By an inadvertent series of mouse clicks I completely lost Dick
Fischer's reply to my post below. Let me gather my wits & make a brief
general reply from memory -
I think Dick's approach is a valiant attempt at a concordist
interpretation of early Genesis, but I also consider such
interpretations in general to be futile & unnecessary. Adam & Eve are
theological figures who represent the first human beings, as part of the
fact that in a broader sense they represent all humans. That doesn't
mean that they are simply wax images that can be made to represent
anything at all. 'adham means "human" and Eve is given her name because
she is "the mother of all living." This makes it clear that they are
representatives of all humanity, not simply some subset of humans.
There is similar inclusive language in Paul's use of the Adam
image: "In Adam all die" (I Cor.15:22). I.e., Adam is the
representative of mortal humanity.
The need to find "the real Adam" which drives a lot of
concordist effort is removed if we realize that the pattern of genuine
humanity that we are given in scripture is not Adam & Eve but Christ.

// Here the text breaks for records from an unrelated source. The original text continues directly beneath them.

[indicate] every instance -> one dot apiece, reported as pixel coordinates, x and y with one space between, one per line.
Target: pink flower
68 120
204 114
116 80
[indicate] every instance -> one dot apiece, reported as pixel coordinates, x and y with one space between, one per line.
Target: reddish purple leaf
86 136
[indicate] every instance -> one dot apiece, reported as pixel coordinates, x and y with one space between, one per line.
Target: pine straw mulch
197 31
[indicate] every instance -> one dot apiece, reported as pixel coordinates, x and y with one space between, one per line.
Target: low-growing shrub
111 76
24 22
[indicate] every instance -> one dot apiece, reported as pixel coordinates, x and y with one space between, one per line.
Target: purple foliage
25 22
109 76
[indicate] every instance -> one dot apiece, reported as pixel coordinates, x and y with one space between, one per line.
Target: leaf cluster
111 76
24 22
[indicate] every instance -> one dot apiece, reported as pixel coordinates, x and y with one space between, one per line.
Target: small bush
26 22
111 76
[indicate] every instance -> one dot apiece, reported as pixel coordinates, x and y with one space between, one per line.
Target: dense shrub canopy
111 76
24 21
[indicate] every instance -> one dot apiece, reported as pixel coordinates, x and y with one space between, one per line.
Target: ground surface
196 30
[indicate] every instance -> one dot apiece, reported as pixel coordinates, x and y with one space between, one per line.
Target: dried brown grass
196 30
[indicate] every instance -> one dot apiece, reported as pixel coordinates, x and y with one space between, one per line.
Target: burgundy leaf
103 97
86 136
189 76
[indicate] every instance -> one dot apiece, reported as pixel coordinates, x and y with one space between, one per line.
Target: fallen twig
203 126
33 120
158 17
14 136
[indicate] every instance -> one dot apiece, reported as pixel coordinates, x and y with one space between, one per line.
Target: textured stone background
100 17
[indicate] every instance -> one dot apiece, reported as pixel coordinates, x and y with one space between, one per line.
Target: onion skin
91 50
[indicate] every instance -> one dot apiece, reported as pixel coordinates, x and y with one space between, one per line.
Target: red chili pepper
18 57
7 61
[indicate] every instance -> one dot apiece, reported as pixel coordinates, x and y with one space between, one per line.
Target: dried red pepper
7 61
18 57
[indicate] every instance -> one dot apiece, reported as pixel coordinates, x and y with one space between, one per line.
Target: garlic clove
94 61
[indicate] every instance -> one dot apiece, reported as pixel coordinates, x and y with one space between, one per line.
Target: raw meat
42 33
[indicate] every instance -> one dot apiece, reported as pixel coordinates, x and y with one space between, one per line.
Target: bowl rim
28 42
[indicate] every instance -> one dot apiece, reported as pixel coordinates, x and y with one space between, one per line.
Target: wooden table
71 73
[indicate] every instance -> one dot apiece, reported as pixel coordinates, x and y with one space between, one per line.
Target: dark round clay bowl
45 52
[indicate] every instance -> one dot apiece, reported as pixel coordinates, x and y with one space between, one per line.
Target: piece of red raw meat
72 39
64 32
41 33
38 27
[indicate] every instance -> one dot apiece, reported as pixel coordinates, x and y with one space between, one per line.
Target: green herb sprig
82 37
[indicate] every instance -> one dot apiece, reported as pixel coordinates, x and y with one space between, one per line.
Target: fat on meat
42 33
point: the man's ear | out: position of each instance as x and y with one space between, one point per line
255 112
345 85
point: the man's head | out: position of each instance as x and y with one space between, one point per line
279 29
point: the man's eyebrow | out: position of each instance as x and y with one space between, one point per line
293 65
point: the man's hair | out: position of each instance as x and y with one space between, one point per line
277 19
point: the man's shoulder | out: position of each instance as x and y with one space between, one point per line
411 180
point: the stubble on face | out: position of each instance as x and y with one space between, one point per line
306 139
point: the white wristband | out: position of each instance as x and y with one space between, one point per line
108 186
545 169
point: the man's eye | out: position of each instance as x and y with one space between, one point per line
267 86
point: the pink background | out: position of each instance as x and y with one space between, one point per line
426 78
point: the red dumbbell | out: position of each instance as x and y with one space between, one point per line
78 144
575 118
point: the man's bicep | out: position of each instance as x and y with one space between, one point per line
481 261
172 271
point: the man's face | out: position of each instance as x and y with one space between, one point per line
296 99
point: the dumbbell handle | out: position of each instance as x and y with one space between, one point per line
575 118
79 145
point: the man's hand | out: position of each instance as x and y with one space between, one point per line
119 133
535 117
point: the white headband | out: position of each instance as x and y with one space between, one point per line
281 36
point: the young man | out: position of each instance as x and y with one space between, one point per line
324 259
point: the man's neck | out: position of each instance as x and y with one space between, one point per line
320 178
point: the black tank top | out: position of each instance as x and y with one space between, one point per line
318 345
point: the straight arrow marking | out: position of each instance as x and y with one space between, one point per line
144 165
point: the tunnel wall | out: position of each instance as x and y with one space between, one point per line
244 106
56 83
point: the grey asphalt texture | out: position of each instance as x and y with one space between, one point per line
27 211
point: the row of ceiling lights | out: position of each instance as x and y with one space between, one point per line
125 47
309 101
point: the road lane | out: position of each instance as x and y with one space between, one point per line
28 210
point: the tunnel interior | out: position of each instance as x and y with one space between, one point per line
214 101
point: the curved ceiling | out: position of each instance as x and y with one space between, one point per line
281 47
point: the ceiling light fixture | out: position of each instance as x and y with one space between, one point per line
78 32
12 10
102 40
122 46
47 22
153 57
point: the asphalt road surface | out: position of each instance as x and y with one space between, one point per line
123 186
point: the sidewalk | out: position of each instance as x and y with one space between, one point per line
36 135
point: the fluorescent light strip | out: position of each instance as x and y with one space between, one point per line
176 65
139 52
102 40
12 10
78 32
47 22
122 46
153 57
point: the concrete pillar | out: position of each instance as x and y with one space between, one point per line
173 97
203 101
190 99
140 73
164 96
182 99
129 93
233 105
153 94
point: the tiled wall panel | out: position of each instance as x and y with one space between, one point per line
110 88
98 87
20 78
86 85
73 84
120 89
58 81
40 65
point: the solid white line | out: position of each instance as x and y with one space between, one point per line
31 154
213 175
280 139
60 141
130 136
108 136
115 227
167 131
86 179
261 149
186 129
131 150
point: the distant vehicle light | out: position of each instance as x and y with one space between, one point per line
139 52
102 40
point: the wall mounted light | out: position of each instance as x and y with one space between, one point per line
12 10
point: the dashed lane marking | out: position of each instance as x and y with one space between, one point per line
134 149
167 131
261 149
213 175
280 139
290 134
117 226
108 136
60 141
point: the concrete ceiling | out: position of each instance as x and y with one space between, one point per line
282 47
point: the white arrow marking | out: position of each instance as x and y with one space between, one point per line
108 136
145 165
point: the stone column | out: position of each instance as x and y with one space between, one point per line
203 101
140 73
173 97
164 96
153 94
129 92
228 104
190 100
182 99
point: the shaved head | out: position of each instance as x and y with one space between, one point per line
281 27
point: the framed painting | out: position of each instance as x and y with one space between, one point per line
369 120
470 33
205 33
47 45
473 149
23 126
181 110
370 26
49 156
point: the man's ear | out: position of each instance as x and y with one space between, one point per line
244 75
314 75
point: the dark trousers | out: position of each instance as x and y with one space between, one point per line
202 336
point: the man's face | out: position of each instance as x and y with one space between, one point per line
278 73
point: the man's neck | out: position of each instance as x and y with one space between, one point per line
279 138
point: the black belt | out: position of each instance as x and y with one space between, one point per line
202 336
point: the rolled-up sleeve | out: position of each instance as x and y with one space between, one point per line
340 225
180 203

The Incarnation is not simply a "Plan B" to fix what Adam & Eve botched
but is itself the purpose of creation - e.g., Eph.1:10. This doesn't
mean that the scientific understanding of human origins is of no
theological interest, but it needs to be viewed in the light of Christ.
If this be "liberal snobbishness", make the most of it.
George L. Murphy
"The Science-Theology Interface"
george murphy wrote:
> Dick Fischer wrote:
>> Peter Ruest wrote:
>> > > Doesn't Scripture
>> > > tell us He creates [bara'] individual human beings (Is. 43:7),
>> > who are
>> > > fathered and borne by natural procreation?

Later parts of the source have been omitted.